Wastewater contamination caused by industrial activity is an urgent problem today, with lead and cadmium, along with mercury, among the most toxic heavy metals ever. Their discharge into the environment causes extensive damage to aqueous ecosystems and contamination of agricultural crops. In humans, prolonged exposure to these heavy metals can lead to serious failure of organs and vital functions, and their carcinogenic effects have been demonstrated.

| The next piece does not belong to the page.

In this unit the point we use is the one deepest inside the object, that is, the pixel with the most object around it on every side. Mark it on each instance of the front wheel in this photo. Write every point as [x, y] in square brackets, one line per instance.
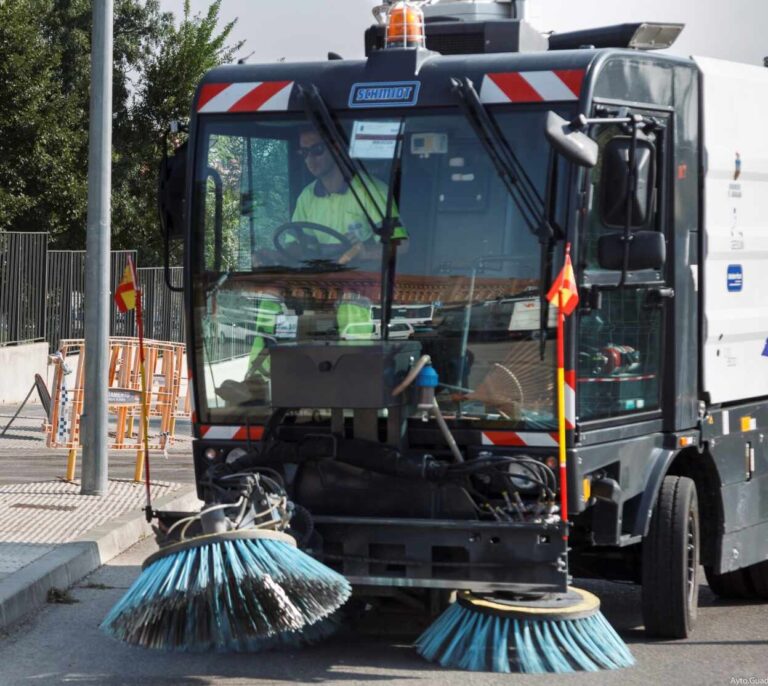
[670, 562]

"It is very important to have inexpensive technology that can detect these highly harmful substances in the water even in small quantities and at the same time remove them elegantly and quickly. The newly developed material can do both - in the form of a paper sensor it reliably identifies cadmium or lead and then in the form of nanoparticles it removes these metals with record efficiency. This is the direction that modern technologies are now taking. A similar approach is being taken in medicine, for example, where the same substance in the body diagnoses a disease and subsequently cures it," said one of the authors of the research, Radek Zbořil, who also works at the Nanotechnology Centre, one of the components of the Centre for Energy and Environmental Technologies at VSB-TUO. The results of the research have been published in the professional Small journal and the scientists have already applied for patent protection for the discovery.

Graphene dots have, among other exceptional properties, the photoluminescence ability - that is, they glow when irradiated. This property played an important role in the research.

"We found that if cadmium or lead is bound to the surface of our sensor, the photoluminescence is quenched. This allows us to detect the metal. This is in very small quantities, many times lower than the limits allowed by the European Union for the content of these elements in drinking water," said David Panáček from CATRIN, the first author of the work. The disadvantage of existing technologies used for heavy metal determination is the need for special and expensive technical equipment and trained personnel. To avoid this complication, the scientists developed a unique paper detector. "The basis is a cheap chromatographic paper on which we have deposited the nanomaterial. Such a detector is extremely cheap and easy to use. After dipping the paper into water, we can tell with the naked eye whether heavy metals are present in the water or not," explained Panáček.

The new material has a number of advantages compared to already available materials that are also able to detect heavy metals in water. The most important is the ability to not only detect but also destroy heavy metals in water. "The developed material is reusable and recyclable. In addition, it is a carbon material that is non-toxic to the environment and there is no problem in producing it on a large scale. It could find application, for example, in the form of filters to prevent contamination of water with dangerous lead or cadmium," added another of the authors, Michal Otyepka from CATRIN and IT4Innovations at VSB-TUO.